If rdd1 and rdd2 use different partitioners or the same partitioner has different number of partitions, only one dataset needs to be shuffled during join

To avoid shuffles during join, broadcast variables can be used. While executor memory can store data sets, it can be loaded into a hash table on the driver side and broadcast to executor. The map transformation can then reference hash tables to perform lookups.

Add shuffle

Sometimes it is necessary to break the rule of minimizing the number of shuffles.
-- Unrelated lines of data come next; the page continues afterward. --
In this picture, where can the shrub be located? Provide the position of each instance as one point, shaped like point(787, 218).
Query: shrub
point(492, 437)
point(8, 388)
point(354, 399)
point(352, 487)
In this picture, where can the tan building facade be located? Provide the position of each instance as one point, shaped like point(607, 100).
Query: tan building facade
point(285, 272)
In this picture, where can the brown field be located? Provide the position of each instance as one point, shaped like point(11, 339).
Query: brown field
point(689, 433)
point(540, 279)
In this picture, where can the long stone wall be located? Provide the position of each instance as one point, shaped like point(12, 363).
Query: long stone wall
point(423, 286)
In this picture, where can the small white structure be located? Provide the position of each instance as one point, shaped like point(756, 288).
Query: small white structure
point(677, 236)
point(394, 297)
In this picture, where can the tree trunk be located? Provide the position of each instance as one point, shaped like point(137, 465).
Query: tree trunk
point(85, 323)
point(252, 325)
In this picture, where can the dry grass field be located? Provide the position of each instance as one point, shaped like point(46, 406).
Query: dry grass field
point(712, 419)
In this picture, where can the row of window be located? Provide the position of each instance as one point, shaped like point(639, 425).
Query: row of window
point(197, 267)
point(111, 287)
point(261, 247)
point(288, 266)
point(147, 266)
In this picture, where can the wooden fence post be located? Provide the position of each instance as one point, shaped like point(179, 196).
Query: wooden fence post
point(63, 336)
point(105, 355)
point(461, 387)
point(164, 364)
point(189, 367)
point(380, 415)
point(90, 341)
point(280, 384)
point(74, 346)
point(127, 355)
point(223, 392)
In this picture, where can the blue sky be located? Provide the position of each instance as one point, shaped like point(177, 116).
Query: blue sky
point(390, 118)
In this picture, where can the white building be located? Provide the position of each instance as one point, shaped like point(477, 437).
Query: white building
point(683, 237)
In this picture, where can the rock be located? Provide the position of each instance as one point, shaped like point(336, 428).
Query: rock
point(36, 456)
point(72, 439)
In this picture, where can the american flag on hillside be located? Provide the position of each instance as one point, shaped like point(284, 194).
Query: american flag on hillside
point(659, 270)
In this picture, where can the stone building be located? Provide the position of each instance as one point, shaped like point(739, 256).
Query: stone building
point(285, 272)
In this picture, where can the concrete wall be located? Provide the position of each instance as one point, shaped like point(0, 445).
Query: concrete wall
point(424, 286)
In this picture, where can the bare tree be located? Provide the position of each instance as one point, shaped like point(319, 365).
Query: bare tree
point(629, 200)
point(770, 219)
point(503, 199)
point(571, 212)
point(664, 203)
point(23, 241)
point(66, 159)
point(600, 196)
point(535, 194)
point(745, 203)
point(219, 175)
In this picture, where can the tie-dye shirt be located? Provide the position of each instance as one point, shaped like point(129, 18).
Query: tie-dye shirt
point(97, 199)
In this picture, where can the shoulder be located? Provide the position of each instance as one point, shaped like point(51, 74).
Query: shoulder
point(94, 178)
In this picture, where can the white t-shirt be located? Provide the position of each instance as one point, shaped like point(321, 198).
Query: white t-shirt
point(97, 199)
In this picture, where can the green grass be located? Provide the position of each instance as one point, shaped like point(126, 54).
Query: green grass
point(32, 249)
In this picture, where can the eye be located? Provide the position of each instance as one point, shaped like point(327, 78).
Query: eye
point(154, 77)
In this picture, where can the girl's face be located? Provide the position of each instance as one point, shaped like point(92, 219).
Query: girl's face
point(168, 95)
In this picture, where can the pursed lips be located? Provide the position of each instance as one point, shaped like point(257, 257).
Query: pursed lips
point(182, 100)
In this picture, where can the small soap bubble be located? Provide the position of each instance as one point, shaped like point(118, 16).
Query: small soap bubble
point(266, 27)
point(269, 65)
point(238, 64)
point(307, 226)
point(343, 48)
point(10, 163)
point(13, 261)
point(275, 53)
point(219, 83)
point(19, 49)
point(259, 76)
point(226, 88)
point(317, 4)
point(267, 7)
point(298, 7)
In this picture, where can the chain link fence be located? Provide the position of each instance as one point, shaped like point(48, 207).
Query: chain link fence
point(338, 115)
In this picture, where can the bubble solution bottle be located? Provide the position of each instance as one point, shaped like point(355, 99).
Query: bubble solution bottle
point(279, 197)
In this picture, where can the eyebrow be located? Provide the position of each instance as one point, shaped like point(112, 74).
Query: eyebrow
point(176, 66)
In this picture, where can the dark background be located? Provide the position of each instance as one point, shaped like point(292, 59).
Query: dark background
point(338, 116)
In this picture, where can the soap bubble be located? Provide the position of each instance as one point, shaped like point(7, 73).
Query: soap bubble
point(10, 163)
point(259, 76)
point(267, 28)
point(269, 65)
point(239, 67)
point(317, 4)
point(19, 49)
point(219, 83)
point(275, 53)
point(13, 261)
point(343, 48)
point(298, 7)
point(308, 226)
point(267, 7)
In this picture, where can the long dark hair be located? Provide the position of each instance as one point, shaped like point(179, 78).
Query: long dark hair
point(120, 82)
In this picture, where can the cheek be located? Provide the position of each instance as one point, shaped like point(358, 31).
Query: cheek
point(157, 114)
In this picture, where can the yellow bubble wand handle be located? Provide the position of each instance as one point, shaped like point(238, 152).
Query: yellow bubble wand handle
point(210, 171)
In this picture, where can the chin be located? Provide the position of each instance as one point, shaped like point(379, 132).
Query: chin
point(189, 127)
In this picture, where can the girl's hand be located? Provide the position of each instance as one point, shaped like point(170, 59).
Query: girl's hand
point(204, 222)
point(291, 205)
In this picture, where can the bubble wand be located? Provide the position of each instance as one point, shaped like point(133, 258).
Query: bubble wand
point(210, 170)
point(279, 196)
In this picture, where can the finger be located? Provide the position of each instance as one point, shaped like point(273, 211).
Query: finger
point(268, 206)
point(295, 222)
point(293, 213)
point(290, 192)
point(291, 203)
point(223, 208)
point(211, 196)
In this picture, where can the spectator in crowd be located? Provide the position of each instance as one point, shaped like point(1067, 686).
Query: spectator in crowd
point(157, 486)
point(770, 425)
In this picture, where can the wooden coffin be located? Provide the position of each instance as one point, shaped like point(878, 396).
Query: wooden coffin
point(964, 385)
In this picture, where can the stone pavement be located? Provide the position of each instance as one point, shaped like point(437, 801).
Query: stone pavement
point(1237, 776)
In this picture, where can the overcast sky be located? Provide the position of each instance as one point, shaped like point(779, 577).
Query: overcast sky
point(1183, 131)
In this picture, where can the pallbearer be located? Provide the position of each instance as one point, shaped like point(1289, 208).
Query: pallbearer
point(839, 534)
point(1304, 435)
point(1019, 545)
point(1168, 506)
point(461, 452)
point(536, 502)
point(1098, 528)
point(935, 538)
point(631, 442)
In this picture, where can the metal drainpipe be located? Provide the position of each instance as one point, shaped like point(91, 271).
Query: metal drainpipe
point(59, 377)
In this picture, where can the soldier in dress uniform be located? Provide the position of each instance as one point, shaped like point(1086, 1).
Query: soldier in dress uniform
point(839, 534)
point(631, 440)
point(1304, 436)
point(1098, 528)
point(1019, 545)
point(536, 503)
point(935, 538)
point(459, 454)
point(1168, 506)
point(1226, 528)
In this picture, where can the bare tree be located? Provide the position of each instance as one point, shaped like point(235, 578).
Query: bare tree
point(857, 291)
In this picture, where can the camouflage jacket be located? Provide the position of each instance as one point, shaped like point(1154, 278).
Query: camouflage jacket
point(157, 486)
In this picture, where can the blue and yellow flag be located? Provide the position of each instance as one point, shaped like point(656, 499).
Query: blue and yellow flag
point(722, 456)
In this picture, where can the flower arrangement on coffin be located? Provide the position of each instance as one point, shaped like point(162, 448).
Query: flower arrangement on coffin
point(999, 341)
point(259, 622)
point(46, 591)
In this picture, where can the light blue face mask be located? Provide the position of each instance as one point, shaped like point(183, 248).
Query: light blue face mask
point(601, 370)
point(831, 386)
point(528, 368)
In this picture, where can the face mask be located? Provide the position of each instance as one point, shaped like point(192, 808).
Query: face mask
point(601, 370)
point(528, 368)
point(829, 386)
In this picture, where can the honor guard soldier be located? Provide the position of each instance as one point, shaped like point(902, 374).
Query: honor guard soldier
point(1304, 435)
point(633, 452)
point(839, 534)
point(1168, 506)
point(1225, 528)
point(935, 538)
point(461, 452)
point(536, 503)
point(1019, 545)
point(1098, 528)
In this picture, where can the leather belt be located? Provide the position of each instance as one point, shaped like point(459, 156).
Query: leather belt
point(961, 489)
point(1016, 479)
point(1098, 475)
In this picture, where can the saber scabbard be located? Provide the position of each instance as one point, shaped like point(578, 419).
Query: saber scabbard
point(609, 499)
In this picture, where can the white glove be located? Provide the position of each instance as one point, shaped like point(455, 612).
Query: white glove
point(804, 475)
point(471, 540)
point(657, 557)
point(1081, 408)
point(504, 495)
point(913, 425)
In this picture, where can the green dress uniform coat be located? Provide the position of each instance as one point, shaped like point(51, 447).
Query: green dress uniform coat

Additional shuffles are advantageous when increasing parallelism. For example, if some files in the data are indivisible, then the partition corresponding to the large file will have a large number of records, rather than spreading the data into as many partitions as possible to use all the CPU applications. In this case, repartition is used to regenerate more partitions to satisfy the parallelism required for the later transformation operator, which improves performance significantly.

Aggregating data to the driver side using reduce and aggregate operations is also a good example of modifying the number of extents.

Aggregation in a driver's single thread can be a bottleneck when performing aggregation on a large number of partitions. To reduce the load on the driver, you can first perform a round of distributed aggregation using reducebykey or aggregatebykey, while reducing the number of partitions in the resulting dataset. The actual idea is to first perform initial aggregation within each partition, while reducing the number of partitions, and then send the aggregation results to the driver side to achieve final aggregation. Typical operations are treeReduce and treeAggregate.

This is especially true when aggregations have been grouped by key. For example, suppose a program calculates the number of occurrences of each word in a corpus and returns the results to the driver using a map. One way to do this is to compute a local map on each partition using an aggregation operation, and then merge the maps in the driver. You can use aggregateByKey to make statistics in a fully distributed way, and then simply use collectAsMap to return the results to the driver.

The above is how to understand the spark shuffle shared by Xiaobian. If there is a similar doubt, please refer to the above analysis for understanding. If you want to know more about it, please pay attention to the industry information channel.

Welcome to subscribe "Shulou Technology Information " to get latest news, interesting things and hot topics in the IT industry, and controls the hottest and latest Internet news, technology news and IT industry trends.

*The comments in the above article only represent the author's personal views and do not represent the views and positions of this website. If you have more insights, please feel free to contribute and share.